Chicago III is the third studio album by the American rock band Chicago. It was released on January 11, 1971 through Columbia Records. The album was produced by James William Guercio and was the band's third consecutive double album in less than two years.

Much like the previous year's Chicago (many times referred to as Chicago II), Chicago III is made up of both multi-part suites and more conventional individual songs. The album saw the band integrate a number of different genres including folk and country ("What Else Can I Say", "Flight 602"), free improvisation ("Free Country"), and musique concrète ("Progress?") into their sound, while also continuing in their trademark jazz-rock style.

Chicago III was a critical and commercial success. It peaked at number two in the US, their highest chart placement at that point, and received positive reviews. While neither of its singles ("Free" and "Lowdown") matched the success of the band's previous and following singles, both managed to make the top 40, peaking at numbers 20 and 35, respectively.

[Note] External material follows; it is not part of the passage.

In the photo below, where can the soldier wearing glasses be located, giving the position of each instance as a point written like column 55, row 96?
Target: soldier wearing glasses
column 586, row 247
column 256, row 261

After the release of the album, Chicago would become the first rock band to play the famous Carnegie Hall; performances from this run would be released on the following album Live at Carnegie Hall.

Background 
In the wake of the enormous worldwide success of their second album, Chicago spent almost all of 1970 on the road, an exhausting undertaking.  Former drummer Danny Seraphine, described the members of the band as "fatigued and road-weary" when they went into the studio to record the album.

Released in January 1971, initially on Columbia Records, Chicago III — the band's first album to sport a Roman numeral in its title — sold well upon its release and was certified gold by the Recording Industry Association of America (RIAA) a month later.  It provided Chicago with its highest charting disc yet in the US, going to No. 2 on the Billboard 200.  "Free", written by Robert Lamm, made it into the top 20 of the Billboard Hot 100 chart, and "Lowdown", co-written by Peter Cetera and Danny Seraphine, reached the top 40. Chicago III marked a dwindling in UK fortunes in comparison to the band's first two albums, Chicago Transit Authority and Chicago, reaching No. 9 in a brief chart run.

In 1974, jazz bandleader Stan Kenton added a suite of songs from the album ("Canon", "Mother", "Once Upon a Time" and "Free") to his band's repertoire, releasing it on the album Stan Kenton Plays Chicago.

Musical style, writing, composition 
The band had used up its storehouse of original material on its first two albums. It needed new material for Chicago III, and the songwriters worked "nonstop" Danny Seraphine said the band "took the opportunity to experiment with instrumentals and showcase our skills as musicians."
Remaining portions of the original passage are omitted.